I remember with a wincing smile the day I arrived at a friendly broker’s office to drop of an offer. It was way back in another life. I hadn’t seen this husband/wife team in over a year, so was lookin’ forward to the visit. When I arrived the wife happily remarked, “We were wondering who the chubby blond guy was.”
Ouch! Not exactly how I perceived myself.
That was the inauspicious beginning of my marathon career, another post altogether. Suffice to say, the next year or so saw a loss of 40-something pounds and over 7 inches on the waistline. Ultimately it was the consequence of merging reality with perception. The whole ‘perception is reality’ concept is true enough, but the so-called reality is often nothin’ but a mirage, as was my laughable ‘lean and mean’ self image.
Warning: Hard, brakeless segue.
The average loss suffered my the vast majority of IRAs and 401Ks has been over 40%. Yet from what I’ve seen first hand, read, and heard second hand, most folks still perceive themselves as having a diversified portfolio, even though 100% of their Qualified Plans are still hogtied to Wall Street.
Furthermore, they perceive a rocky road to the full recovery of their losses, while often not knowing what options they have to get that accomplished.
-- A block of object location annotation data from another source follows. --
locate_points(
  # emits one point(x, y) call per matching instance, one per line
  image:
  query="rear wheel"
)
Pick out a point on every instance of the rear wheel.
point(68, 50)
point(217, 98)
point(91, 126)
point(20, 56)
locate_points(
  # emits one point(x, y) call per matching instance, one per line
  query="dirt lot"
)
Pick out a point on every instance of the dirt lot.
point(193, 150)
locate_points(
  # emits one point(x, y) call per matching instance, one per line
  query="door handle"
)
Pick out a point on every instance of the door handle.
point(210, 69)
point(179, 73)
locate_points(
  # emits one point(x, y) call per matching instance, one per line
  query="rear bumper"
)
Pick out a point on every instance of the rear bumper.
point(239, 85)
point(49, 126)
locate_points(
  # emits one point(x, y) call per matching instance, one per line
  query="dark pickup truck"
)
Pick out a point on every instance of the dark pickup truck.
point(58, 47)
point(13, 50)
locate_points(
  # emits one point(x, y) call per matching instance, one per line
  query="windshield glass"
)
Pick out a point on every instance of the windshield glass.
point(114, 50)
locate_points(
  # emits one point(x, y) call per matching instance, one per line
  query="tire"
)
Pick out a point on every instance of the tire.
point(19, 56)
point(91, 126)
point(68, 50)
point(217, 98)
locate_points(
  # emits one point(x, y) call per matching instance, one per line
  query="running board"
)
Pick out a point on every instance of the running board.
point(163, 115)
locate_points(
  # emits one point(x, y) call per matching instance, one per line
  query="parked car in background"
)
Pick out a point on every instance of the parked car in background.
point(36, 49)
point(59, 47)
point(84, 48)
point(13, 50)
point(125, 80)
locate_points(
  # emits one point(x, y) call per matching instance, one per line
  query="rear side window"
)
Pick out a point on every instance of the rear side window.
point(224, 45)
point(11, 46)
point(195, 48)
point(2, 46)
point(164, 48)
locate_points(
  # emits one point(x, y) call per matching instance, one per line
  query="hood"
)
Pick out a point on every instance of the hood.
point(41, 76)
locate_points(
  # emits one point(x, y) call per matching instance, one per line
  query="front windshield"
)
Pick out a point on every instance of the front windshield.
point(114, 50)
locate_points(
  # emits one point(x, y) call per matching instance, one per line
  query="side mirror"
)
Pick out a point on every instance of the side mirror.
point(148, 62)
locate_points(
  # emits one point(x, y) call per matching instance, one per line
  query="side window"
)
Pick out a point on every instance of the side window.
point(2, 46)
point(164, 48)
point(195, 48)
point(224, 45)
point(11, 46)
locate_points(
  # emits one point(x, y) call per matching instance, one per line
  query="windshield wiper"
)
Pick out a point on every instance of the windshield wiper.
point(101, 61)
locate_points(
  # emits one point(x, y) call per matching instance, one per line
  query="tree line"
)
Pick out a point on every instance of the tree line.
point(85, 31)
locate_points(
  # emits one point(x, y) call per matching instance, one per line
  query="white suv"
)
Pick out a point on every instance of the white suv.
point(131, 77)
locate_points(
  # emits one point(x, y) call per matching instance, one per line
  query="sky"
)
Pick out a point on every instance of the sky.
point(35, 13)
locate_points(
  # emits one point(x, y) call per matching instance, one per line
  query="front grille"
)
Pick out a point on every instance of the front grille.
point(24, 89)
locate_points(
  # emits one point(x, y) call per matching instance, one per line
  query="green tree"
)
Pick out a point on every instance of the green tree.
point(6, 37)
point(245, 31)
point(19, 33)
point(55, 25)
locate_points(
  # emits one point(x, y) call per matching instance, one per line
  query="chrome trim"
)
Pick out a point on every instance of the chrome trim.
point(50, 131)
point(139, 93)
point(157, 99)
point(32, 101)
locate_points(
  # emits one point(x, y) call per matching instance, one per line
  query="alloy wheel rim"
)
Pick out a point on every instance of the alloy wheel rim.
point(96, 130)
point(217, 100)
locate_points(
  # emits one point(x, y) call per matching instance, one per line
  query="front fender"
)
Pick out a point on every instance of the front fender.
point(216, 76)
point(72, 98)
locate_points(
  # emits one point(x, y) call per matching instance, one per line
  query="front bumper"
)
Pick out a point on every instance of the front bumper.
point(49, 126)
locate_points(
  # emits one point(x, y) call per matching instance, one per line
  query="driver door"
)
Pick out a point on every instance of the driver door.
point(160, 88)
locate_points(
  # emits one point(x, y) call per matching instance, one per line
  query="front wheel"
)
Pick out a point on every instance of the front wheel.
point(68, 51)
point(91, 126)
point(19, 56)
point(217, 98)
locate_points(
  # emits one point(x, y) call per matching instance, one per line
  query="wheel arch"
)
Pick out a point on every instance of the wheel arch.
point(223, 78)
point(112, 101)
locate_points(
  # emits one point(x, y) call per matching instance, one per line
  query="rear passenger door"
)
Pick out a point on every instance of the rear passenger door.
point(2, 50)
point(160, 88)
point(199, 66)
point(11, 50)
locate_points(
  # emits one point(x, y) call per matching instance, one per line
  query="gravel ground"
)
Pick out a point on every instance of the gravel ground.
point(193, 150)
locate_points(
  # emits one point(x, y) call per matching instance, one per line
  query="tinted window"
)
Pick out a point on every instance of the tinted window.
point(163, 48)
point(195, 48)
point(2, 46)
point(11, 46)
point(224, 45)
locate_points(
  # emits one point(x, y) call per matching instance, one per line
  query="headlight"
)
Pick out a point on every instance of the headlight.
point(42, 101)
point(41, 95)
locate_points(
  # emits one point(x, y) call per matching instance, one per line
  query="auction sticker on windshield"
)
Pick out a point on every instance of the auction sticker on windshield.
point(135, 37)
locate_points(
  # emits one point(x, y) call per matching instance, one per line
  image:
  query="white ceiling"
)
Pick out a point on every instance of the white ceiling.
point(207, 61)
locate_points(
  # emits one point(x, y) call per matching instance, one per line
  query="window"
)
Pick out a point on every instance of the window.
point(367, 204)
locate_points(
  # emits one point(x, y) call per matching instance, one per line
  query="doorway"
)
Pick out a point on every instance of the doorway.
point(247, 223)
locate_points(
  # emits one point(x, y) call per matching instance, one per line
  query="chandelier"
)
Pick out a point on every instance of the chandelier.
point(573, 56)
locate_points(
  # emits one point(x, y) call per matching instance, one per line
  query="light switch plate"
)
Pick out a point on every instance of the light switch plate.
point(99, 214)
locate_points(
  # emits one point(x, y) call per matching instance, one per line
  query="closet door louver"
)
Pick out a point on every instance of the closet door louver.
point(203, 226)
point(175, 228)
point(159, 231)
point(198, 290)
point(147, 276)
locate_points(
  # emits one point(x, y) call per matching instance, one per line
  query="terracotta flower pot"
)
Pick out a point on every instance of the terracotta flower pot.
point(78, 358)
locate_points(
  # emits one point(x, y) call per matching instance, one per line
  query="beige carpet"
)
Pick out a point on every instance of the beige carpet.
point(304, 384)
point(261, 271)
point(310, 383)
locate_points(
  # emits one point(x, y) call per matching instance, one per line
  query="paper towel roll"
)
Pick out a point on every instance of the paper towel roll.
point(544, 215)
The frustration is almost palpable.
The most effective adversary to long term capital growth is a loss. Duh. Yer smilin’, but let me finish. The consequences of a loss aren’t limited to the present. The bottom line effect is how many years your Plan is essentially on ‘pause’ while it makes up the losses. Only when you’ve regained the losses do you resume your journey on the growth highway. Meanwhile you stubbornly keep havin’ birthdays.
And there’s the rub.
Fact: Your 401K/IRA has suffered a discouraging loss. It’s time to focus on a strategy to get back to where you were, and resume growing.
First — recognize that you’ve not been ‘diversified’ regardless of what you’ve been told. Wall Street’s idea of diversification is akin to puttin’ a governor on a Ferrari, ensuring it can’t exceed 60 mph. Why would you do that on purpose? Don’t get me wrong, I’m not anti-stock market. I offer Max Whitmore as prima facie evidence.
Fact: Once you’ve sustained a significant loss, time is no longer your friend. You keep havin’ birthdays while the losses remain an ongoing reality.
Tick tock.
One option is to take the bull by the horns as it relates to your IRA or 401K. How? First, you must find out if you’re eligible to roll your current plan into a Self Directed IRA — not everyone has that on their menu.
For now, if you have a 401K from a former employer, you can probably roll it to a Self Directed IRA. Many over 59½ can also. More on that later.
The bottom line is, with an IRA whose funds are directly controlled by you — the funds can be invested — leveraged or not — into real estate. It’s not for everyone, but over the long run, your plan’s cash flow and capital growth will improve if a generous portion of your plan’s capital is directed towards real estate. For every 1% of real estate appreciation (leveraged — 1/3 down) your capital grows roughly 3% — which means if your plan’s real estate has a year of 3.5% appreciation, the stocks in your plan will hafta exceed 10% just to stay even.
That doesn’t account for the real estate investment’s cash flow, which will almost universally far outpace any dividends thrown off by stocks. Frankly, it’s an unfair contest from the start. But if you’re gonna begin making measurable headway in the race to regain your lost capital, ‘start’ is what you might wanna strongly consider.
I can show you how, and recommend highly experienced pros to guide you in every step of the process. Don’t risk your perception further clouding reality. The one thing none of us can do is put time on pause. Again — tick tock.